I basically have a procedure where I make multiple calls to an API and using a token within the JSON return pass that pack to a function top call the API again to get a "paginated" file.
This all works fine until I get to the final call, because my statement is expecting a column (json value) that no longer exists because its the end of the paginated collection.
How can I test for the existence of the field before I attempt to do a dataframe.select that doesn't return the column and thus fails my procedure.
Schema Example
root
|-- d: struct (nullable = true)
| |-- __next: string (nullable = true)
| |-- results: array (nullable = true)
| | |-- element: struct (containsNull = true)
| | | |-- __metadata: struct (nullable = true)
| | | | |-- type: string (nullable = true)
| | | | |-- uri: string (nullable = true)
| | | |-- assignmentClass: string (nullable = true)
| | | |-- assignmentIdExternal: string (nullable = true)

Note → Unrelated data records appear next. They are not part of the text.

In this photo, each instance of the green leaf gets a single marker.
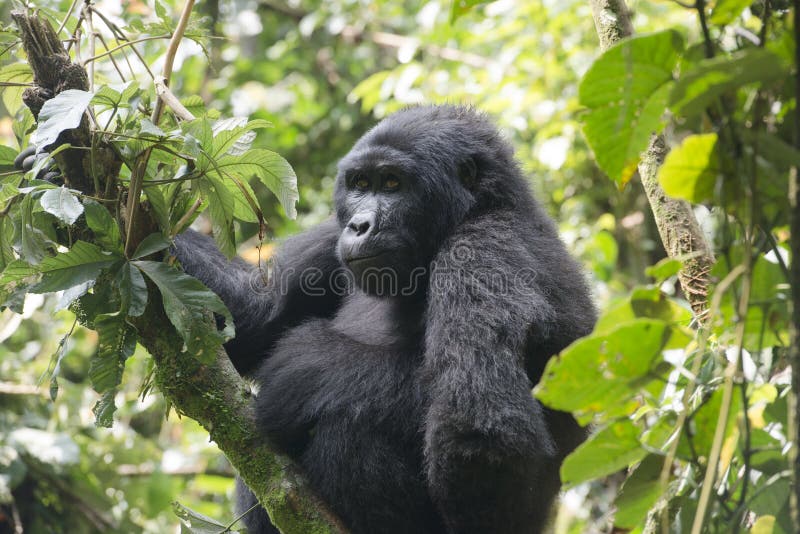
(159, 207)
(198, 131)
(103, 225)
(197, 523)
(150, 245)
(6, 251)
(690, 171)
(600, 374)
(104, 409)
(63, 112)
(235, 135)
(640, 492)
(195, 105)
(146, 127)
(7, 192)
(116, 343)
(33, 242)
(626, 91)
(613, 448)
(187, 303)
(7, 155)
(726, 11)
(460, 7)
(14, 283)
(12, 96)
(132, 290)
(80, 264)
(62, 203)
(115, 96)
(271, 169)
(221, 205)
(698, 88)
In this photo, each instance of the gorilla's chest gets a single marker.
(364, 443)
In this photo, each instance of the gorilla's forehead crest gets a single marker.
(437, 131)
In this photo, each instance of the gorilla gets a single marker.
(395, 345)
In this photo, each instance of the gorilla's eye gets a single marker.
(391, 182)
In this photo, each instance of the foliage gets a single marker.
(695, 408)
(652, 383)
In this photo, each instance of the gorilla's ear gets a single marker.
(468, 173)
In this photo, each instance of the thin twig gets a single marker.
(66, 17)
(120, 35)
(140, 168)
(123, 45)
(169, 57)
(184, 221)
(171, 100)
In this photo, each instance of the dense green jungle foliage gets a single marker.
(690, 404)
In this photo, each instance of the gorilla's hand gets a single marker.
(28, 159)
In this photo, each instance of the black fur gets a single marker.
(413, 412)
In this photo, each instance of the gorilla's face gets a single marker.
(395, 210)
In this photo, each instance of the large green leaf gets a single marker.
(613, 448)
(640, 492)
(602, 373)
(690, 171)
(33, 242)
(63, 112)
(80, 264)
(187, 303)
(626, 91)
(62, 203)
(221, 206)
(235, 135)
(7, 156)
(6, 235)
(103, 225)
(132, 290)
(702, 85)
(116, 343)
(271, 169)
(17, 73)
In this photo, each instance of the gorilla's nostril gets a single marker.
(360, 223)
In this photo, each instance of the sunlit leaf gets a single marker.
(690, 171)
(271, 169)
(81, 263)
(63, 112)
(613, 448)
(695, 90)
(626, 91)
(187, 303)
(20, 73)
(61, 203)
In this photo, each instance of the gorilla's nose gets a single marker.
(361, 223)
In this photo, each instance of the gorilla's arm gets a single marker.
(492, 460)
(298, 287)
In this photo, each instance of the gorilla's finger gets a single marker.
(25, 154)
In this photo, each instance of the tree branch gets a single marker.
(678, 227)
(794, 281)
(212, 394)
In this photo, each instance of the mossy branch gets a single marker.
(212, 394)
(677, 225)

| | | |-- compInfoNav: struct (nullable = true)
My code
df = df.select(col('d.__next').alias("nexttoken"), explode(col('d.results')).alias("result"))
Essentially during the loop at some point the __next value will disappear, but I still use this code it obviously then doesn't find it and errors.

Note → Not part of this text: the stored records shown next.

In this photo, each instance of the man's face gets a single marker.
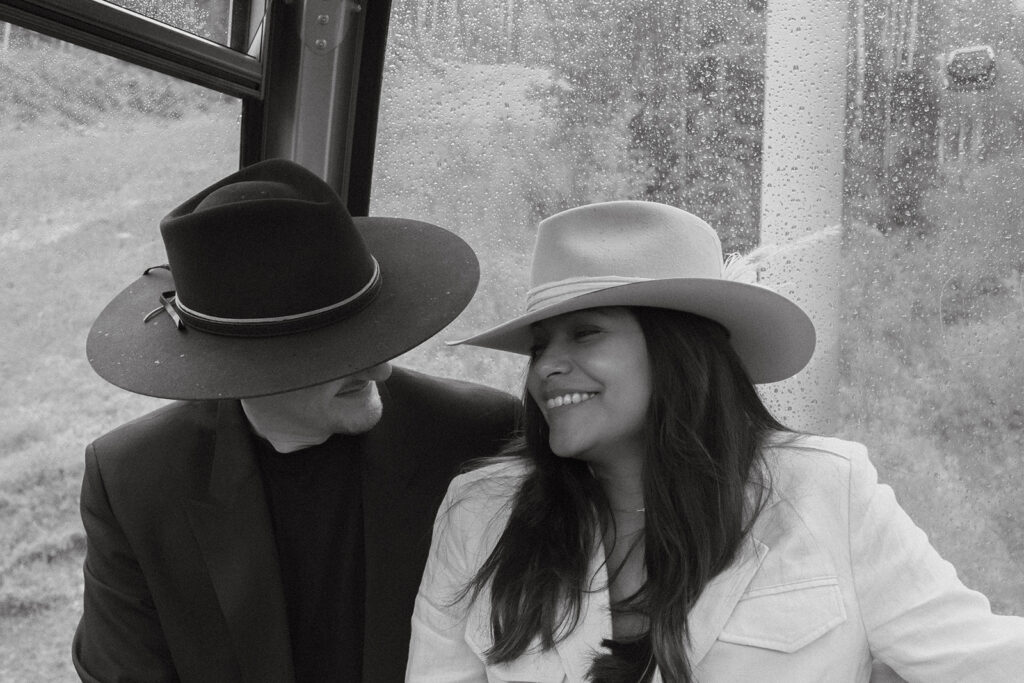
(348, 406)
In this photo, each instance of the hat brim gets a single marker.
(773, 337)
(428, 275)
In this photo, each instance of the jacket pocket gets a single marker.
(785, 617)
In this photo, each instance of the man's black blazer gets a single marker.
(181, 581)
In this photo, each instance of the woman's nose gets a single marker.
(551, 360)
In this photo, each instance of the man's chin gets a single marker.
(358, 417)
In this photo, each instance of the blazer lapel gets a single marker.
(706, 621)
(390, 517)
(720, 597)
(232, 526)
(578, 649)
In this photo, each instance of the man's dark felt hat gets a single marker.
(270, 286)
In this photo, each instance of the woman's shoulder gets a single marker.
(798, 462)
(482, 492)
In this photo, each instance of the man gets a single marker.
(273, 524)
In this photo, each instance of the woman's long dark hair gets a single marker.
(705, 427)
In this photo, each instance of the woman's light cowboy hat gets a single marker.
(648, 254)
(271, 286)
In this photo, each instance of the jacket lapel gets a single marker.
(707, 619)
(232, 526)
(720, 597)
(577, 651)
(390, 519)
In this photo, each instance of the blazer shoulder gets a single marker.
(174, 421)
(821, 466)
(451, 402)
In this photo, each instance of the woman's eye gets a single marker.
(584, 333)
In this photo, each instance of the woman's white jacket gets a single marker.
(834, 575)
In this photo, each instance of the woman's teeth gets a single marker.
(569, 399)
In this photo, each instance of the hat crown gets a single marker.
(613, 243)
(266, 246)
(627, 239)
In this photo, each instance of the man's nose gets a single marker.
(378, 373)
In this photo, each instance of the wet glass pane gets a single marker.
(94, 153)
(208, 18)
(497, 115)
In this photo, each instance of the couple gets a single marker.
(650, 521)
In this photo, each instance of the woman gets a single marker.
(655, 521)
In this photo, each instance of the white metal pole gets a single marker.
(802, 186)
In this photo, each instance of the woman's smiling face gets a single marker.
(590, 376)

Any help would be appreciated.
Since you want to check for the existence of __next
field before using DataFrame.select()
, you can use the following code. This code specifically works for the schema that you havee provided.

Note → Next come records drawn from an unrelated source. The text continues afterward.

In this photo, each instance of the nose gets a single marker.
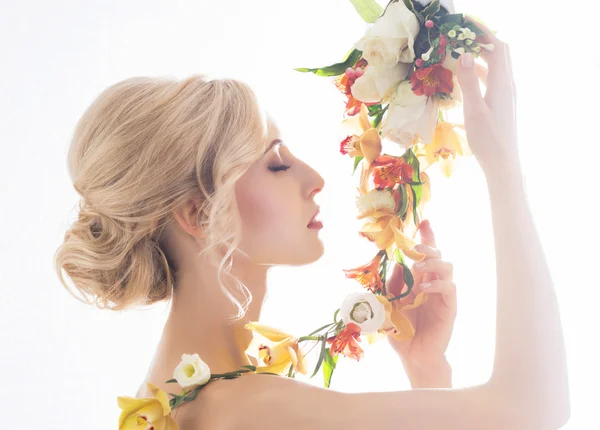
(316, 184)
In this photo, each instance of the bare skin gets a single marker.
(528, 388)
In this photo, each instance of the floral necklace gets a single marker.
(399, 81)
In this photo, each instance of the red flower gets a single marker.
(389, 171)
(432, 80)
(368, 274)
(344, 84)
(346, 342)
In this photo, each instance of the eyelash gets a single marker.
(278, 168)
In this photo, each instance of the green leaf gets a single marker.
(404, 202)
(408, 278)
(357, 160)
(319, 329)
(431, 9)
(329, 367)
(337, 68)
(399, 257)
(409, 4)
(369, 10)
(321, 357)
(456, 18)
(375, 123)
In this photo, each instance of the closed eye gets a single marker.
(278, 168)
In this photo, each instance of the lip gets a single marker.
(312, 220)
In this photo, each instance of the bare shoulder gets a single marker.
(266, 402)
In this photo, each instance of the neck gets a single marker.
(202, 317)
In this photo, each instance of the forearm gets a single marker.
(530, 358)
(438, 375)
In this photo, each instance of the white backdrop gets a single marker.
(62, 365)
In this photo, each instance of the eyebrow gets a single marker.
(275, 142)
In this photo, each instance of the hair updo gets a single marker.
(144, 146)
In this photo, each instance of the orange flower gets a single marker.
(344, 84)
(346, 342)
(432, 80)
(364, 141)
(446, 144)
(368, 274)
(389, 170)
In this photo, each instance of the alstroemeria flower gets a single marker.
(345, 83)
(432, 80)
(274, 350)
(364, 310)
(396, 324)
(346, 342)
(446, 144)
(147, 413)
(410, 118)
(191, 371)
(385, 229)
(368, 274)
(363, 140)
(389, 171)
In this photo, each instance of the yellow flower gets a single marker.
(386, 229)
(147, 413)
(275, 350)
(446, 144)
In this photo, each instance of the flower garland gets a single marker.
(399, 81)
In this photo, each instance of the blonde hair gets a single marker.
(144, 146)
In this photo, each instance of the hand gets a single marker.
(490, 120)
(433, 320)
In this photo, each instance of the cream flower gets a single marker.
(375, 84)
(391, 38)
(364, 310)
(410, 118)
(191, 371)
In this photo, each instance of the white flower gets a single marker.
(448, 4)
(410, 118)
(487, 46)
(375, 83)
(191, 371)
(364, 310)
(375, 199)
(391, 38)
(425, 56)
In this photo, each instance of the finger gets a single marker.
(427, 236)
(446, 288)
(469, 84)
(482, 72)
(444, 269)
(429, 251)
(395, 283)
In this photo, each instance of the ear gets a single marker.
(185, 215)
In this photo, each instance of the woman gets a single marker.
(186, 197)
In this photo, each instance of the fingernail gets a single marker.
(466, 60)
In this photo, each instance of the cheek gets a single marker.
(261, 209)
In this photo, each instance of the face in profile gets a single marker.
(275, 198)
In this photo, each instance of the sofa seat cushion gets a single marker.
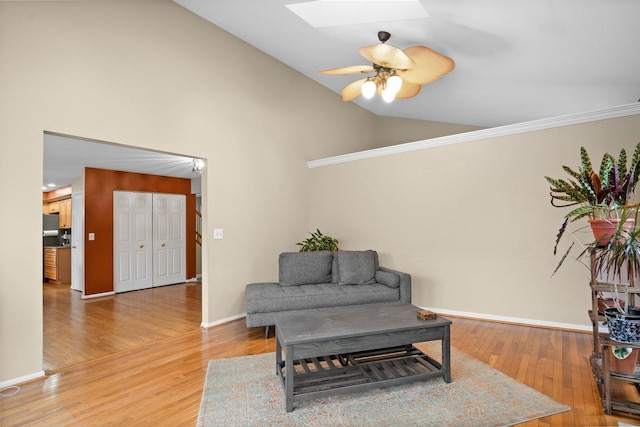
(270, 297)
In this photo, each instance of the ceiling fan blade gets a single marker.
(408, 90)
(352, 90)
(430, 65)
(354, 69)
(387, 55)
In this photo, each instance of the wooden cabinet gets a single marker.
(65, 213)
(57, 265)
(62, 208)
(54, 207)
(601, 356)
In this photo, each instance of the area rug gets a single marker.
(244, 391)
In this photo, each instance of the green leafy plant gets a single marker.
(596, 195)
(601, 195)
(318, 242)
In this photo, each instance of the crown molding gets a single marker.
(571, 119)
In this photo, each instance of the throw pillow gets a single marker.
(387, 278)
(305, 268)
(357, 267)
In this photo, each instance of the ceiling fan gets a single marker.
(398, 73)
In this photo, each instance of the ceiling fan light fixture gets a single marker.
(388, 95)
(368, 89)
(394, 83)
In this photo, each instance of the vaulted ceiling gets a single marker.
(516, 60)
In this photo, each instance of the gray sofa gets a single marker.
(316, 280)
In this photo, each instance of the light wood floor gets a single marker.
(140, 359)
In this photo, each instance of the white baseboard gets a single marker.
(221, 321)
(20, 380)
(516, 320)
(104, 294)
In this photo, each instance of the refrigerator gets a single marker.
(50, 230)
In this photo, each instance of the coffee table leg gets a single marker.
(288, 364)
(446, 355)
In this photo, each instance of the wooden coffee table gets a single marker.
(349, 349)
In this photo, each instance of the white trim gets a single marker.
(104, 294)
(23, 379)
(221, 321)
(515, 320)
(572, 119)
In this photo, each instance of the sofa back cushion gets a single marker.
(356, 267)
(305, 268)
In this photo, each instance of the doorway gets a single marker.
(65, 156)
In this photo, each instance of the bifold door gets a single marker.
(149, 240)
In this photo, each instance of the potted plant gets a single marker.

d_fields = df.schema['d'].dataType.fieldNames()
# Type of d_fields is 'list', its values are String type
# In your case, d_fields has values ['__next', 'results']
if('__next' in d_fields):
df = df.select(col('d.__next').alias("nexttoken"), explode(col('d.results')).alias("result"))
When we use df.schema[‘d’].dataType.fieldNames()
it returns a list of all the fields present in the d:struct
column. So, you can use if conditional statement
to check if '__next'
exists in this list or not. At some point in the loop, when the d.__next
field is no longer available, the if condition fails and does not throw an error.